Jacob Harris of The New York Times makes the case against word clouds and, in the process, gives a brief primer on how to report its data. It is an incredibly useful article.
He begins with a concept that should become a mantra to market research professionals. The critique of data clouds is based on the principles of data journalism. When many of us began our careers, the model for reporting was the academic paper. I wrote reports a long time ago with footnotes. Now we strive for clarity and simplicity. The magazine or newspaper (online versions, of course) is our guide. Data journalism should be our art.
"Visualization is reporting, with many of the same elements that would make a traditional story effective: a narrative that pares away extraneous information to find a story in the data; context to help the reader understand the basics of the subject; interviewing the data to find its flaws and be sure of our conclusions. Prettiness is a bonus; if it obliterates the ability to read the story of the visualization, it's not worth adding some wild new style or strange interface."

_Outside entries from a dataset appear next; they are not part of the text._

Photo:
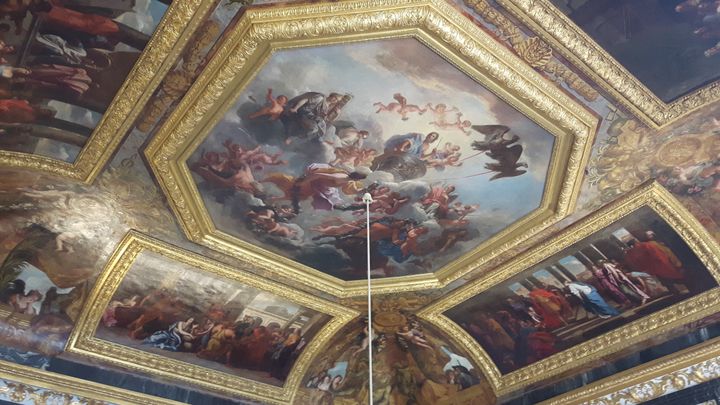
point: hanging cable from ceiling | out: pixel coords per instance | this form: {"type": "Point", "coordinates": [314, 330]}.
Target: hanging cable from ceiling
{"type": "Point", "coordinates": [367, 199]}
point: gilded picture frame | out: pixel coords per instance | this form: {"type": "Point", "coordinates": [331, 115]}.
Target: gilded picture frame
{"type": "Point", "coordinates": [436, 24]}
{"type": "Point", "coordinates": [82, 341]}
{"type": "Point", "coordinates": [662, 203]}
{"type": "Point", "coordinates": [570, 41]}
{"type": "Point", "coordinates": [159, 56]}
{"type": "Point", "coordinates": [651, 380]}
{"type": "Point", "coordinates": [39, 386]}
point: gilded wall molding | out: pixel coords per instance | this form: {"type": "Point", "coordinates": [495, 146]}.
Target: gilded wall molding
{"type": "Point", "coordinates": [650, 195]}
{"type": "Point", "coordinates": [643, 383]}
{"type": "Point", "coordinates": [21, 383]}
{"type": "Point", "coordinates": [177, 26]}
{"type": "Point", "coordinates": [533, 50]}
{"type": "Point", "coordinates": [82, 341]}
{"type": "Point", "coordinates": [575, 45]}
{"type": "Point", "coordinates": [435, 23]}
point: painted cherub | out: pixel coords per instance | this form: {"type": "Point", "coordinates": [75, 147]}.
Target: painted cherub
{"type": "Point", "coordinates": [448, 156]}
{"type": "Point", "coordinates": [458, 124]}
{"type": "Point", "coordinates": [266, 221]}
{"type": "Point", "coordinates": [413, 336]}
{"type": "Point", "coordinates": [440, 113]}
{"type": "Point", "coordinates": [273, 109]}
{"type": "Point", "coordinates": [385, 201]}
{"type": "Point", "coordinates": [401, 107]}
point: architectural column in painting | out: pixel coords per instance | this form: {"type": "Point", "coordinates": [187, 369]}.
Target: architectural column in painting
{"type": "Point", "coordinates": [527, 284]}
{"type": "Point", "coordinates": [599, 252]}
{"type": "Point", "coordinates": [292, 320]}
{"type": "Point", "coordinates": [582, 257]}
{"type": "Point", "coordinates": [567, 273]}
{"type": "Point", "coordinates": [314, 324]}
{"type": "Point", "coordinates": [558, 275]}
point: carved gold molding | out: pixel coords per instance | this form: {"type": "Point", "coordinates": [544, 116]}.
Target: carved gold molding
{"type": "Point", "coordinates": [534, 51]}
{"type": "Point", "coordinates": [159, 56]}
{"type": "Point", "coordinates": [582, 51]}
{"type": "Point", "coordinates": [435, 23]}
{"type": "Point", "coordinates": [83, 341]}
{"type": "Point", "coordinates": [652, 380]}
{"type": "Point", "coordinates": [24, 383]}
{"type": "Point", "coordinates": [650, 195]}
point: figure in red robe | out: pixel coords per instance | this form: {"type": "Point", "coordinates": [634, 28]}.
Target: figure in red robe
{"type": "Point", "coordinates": [549, 306]}
{"type": "Point", "coordinates": [13, 111]}
{"type": "Point", "coordinates": [651, 258]}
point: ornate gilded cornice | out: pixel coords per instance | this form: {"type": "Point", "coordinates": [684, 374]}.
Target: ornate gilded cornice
{"type": "Point", "coordinates": [177, 26]}
{"type": "Point", "coordinates": [570, 41]}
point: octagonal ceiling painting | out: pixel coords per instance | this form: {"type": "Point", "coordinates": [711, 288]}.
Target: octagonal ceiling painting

The ways Harris point out how word clouds go wrong provide us with a road map for good reporting or, rather, good data journalism.
- Word clouds are based on a very rudimentary textual analysis. In most cases, a phrase-level or a thematic analysis would provide richer and more penetrating analysis. The general lesson of this observation is that we need to focus on the concepts that knit the words together consumers use and not on the words.
- Word clouds are often used when textual analysis is not the appropriate tool. As Harris says, in our analysis we should not confuse "signifiers with what they signify." We need to use the appropriate methods for getting below the surface of consumers' comment. Simply digesting their words will not do that.
- Word clouds have a dirty secret. They really aren't analysis. They leave readers with the task of peering at the image and discerning the meaning themselves. Word clouds make the assumption that the meaning is obvious. But, any analysis worth its salt requires some explanation; it requires framing and focus.
- Finally word clouds miss the narrative. I am not saying what we write or present should be long, dreary marches through the data. Hardly. We need to find the thread or threads that bring fresh insight to a particular area of consumer behavior. There are often several reasons why two words might dominate a word cloud. We need to create the story for the reader or listener that that makes just one of these reasons the most compelling and the most relevant. And, incidentally, that narrative still can be visual.
A word cloud tries to make us believe its immediacy produces insight when, in fact, it may mask the narrative we "data journalists" should be creating.